Russian President Vladimir Putin on Tuesday met a U.S. delegation led by President Donald Trump’s special envoy, Steve Witkoff, in a high-stakes diplomatic push to advance a U.S.-crafted peace proposal for the war in Ukraine. Jared Kushner, Trump’s son-in-law, is reported to have joined the delegation for the talks. 

The Kremlin said the meeting was scheduled for Tuesday afternoon in the Kremlin and described it as an important step toward a “peaceful settlement,” while U.S. officials — including the White House — expressed cautious optimism after recent U.S.-Ukraine consultations aimed at refining the plan. 
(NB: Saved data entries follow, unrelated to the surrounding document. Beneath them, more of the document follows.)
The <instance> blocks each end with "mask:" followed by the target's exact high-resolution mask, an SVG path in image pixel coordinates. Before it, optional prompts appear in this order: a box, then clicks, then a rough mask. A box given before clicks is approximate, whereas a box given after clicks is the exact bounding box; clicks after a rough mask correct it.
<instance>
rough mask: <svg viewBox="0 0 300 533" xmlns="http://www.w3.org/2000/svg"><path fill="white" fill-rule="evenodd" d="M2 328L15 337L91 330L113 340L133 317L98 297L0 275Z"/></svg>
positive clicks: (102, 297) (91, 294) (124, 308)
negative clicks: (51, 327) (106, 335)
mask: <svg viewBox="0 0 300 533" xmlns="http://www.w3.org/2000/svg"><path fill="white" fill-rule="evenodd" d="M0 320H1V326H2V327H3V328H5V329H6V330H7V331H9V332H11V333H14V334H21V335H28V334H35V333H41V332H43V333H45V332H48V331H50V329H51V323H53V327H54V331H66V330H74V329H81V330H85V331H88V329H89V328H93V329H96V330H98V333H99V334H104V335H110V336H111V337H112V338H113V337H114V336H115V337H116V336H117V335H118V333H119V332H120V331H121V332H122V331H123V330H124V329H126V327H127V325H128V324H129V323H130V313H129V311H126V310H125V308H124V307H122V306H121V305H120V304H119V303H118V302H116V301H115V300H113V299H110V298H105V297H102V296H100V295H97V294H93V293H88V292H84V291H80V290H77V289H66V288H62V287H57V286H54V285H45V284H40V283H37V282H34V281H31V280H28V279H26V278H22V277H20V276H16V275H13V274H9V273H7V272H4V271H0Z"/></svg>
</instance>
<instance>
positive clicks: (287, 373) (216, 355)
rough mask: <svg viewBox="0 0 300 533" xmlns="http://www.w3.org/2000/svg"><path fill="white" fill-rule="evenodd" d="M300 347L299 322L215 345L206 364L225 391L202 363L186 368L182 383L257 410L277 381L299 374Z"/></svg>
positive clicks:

The talks come after a flurry of diplomatic activity: U.S. representatives and Ukrainian officials met in Florida over the weekend to try to narrow differences in the blueprint, and Ukrainian President Volodymyr Zelenskyy has been conducting a European tour to rally Kyiv’s partners and press for a deal that preserves Ukrainian sovereignty. Observers warn, however, that Moscow’s core demands — including territorial concessions and limits on Ukraine’s security architecture — remain major obstacles. 

The meeting is unfolding amid ongoing battlefield developments that complicate negotiations. Moscow has claimed recent territorial gains — including in the eastern city of Pokrovsk (Krasnoarmeysk) — claims that Kyiv disputes and says fighting continues. Analysts say any pause in hostilities or diplomatic breakthrough will require hard compromises on issues that have been central to the war for nearly four years. 

European reactions are mixed: some leaders have engaged closely with Kyiv and Washington to shape any settlement, while others voice skepticism that a deal brokered under the current plan will be durable unless it secures broad international guarantees and addresses both security and territorial questions. Commentators also note the political sensitivity of U.S. involvement given the plan’s association with President Trump and the administration’s push to move talks forward quickly. 

What to watch next: readouts from the Kremlin and the U.S. delegation for concrete proposals or compromises; reactions from Kyiv about whether the revised plan adequately protects Ukrainian sovereignty; and any immediate changes on the battlefield that could either increase pressure for a deal or harden negotiating positions. This meeting is being watched closely because, even if it does not produce an agreement, it will set the tone for whether a U.S.-led diplomatic track can win wider international backing.